現在、インドネシアでは、百貨店やスーパーマーケットなど、各社固有のポイントカードやスタンプカードは展開されている。ただ、「本格的に全土をカバーするポイントサービスとしては初となり、規模感で競合する共通ポイントは現時点でありません」と福田氏は自信を見せる。
Pontaカードのデザインは、日本のローソンやゲオ同様に、Pontaのロゴを入れるのは基本だが、提携社が独自のカードを採用することが可能だ。ポイント付与については、基本的に日本の仕組みを踏襲しているが、インドネシア・ルピアの場合、円より3桁多い数え方となっている。たとえば、Alfamartは10,000ルピアで50ポイント(還元率0.5%)、「SOLARIA」は10,000ルピアで200ポイント(還元率2%)、「GROSIS」は100,000ルピアで500ポイント(還元率5%)と、業種・業態によって還元率は異なる。レストラン業界は2~5%とやや高め、スーパーマーケットは0.5~1%の還元率となるそうだ。
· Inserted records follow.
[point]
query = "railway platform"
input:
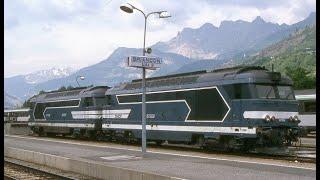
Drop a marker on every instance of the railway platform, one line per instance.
(110, 161)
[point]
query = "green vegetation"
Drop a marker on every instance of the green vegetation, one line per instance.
(294, 57)
(301, 78)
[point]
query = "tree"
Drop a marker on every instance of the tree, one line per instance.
(301, 78)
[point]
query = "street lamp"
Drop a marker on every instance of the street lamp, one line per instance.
(81, 77)
(128, 8)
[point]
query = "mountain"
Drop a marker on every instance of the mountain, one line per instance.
(22, 86)
(11, 102)
(114, 70)
(298, 50)
(207, 47)
(46, 75)
(230, 39)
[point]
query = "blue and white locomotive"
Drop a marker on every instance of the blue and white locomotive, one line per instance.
(232, 107)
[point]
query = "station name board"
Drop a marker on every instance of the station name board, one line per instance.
(144, 62)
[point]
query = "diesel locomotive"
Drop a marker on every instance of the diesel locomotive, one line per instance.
(243, 106)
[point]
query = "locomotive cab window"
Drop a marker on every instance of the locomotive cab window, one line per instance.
(238, 91)
(285, 92)
(265, 91)
(102, 101)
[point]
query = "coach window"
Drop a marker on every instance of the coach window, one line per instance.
(307, 107)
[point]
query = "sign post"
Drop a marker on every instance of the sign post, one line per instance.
(144, 62)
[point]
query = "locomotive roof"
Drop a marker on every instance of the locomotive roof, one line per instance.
(231, 75)
(96, 91)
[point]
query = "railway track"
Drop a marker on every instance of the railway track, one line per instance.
(20, 170)
(291, 153)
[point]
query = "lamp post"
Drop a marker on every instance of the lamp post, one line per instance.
(128, 8)
(81, 77)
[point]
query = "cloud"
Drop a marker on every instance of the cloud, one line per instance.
(39, 34)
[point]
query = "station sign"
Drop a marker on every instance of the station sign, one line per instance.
(144, 62)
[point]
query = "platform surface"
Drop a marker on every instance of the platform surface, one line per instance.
(175, 164)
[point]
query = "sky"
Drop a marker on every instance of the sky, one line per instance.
(41, 34)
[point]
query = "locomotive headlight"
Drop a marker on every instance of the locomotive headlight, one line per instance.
(267, 118)
(291, 119)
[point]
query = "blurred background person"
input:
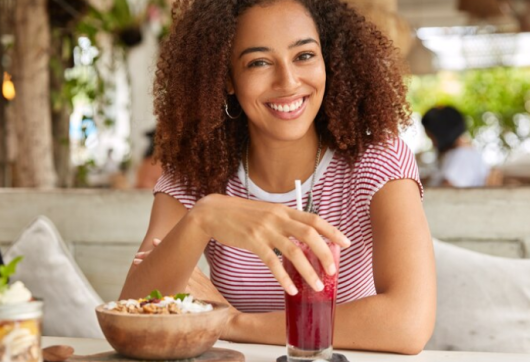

ポイントの付与と還元のバランスは、まだスタートしたばかりのため、付与の比率が多いが、還元の割合が想定以上に高くなっている。GLIの収益については、ポイントを発行することに対してのポイント原資と手数料となる。また、ポイントが利用された提携社には、ポイント付与分の金額をバックしている。
ロイヤリティの高い会員からPontaを利用する傾向に
提携社ではPonta会員のデータを積極的に活用する動きも
Ponta会員への告知は、主に提携社店頭のポスターやレジ、ネットを活用して行っている。Pontaへの入会を希望するユーザーは、店員にその旨を告げると、入会申込書が手渡される。名前や住所といった入会申込書の記入は必要だが、カードのポイントはその場から貯めることが可能だ。
まだ、本格的なサービス開始から10カ月程度が経過した段階だが、会員データを見ると共通ポイント導入の成果は着実に表れているそうだ。たとえば、ミニスーパーのAlfaMIDIで、会員とそれ以外のユーザーの購買データを比較した際、Ponta会員は導入初月から25%単価が高かった。また、「3月以降は倍近い単価となっており、AlfaMIDI以外でも同様の傾向があるため、ロイヤリティの高い方からPonta会員になっていたただいている感触があります」と福田氏は笑顔を見せる。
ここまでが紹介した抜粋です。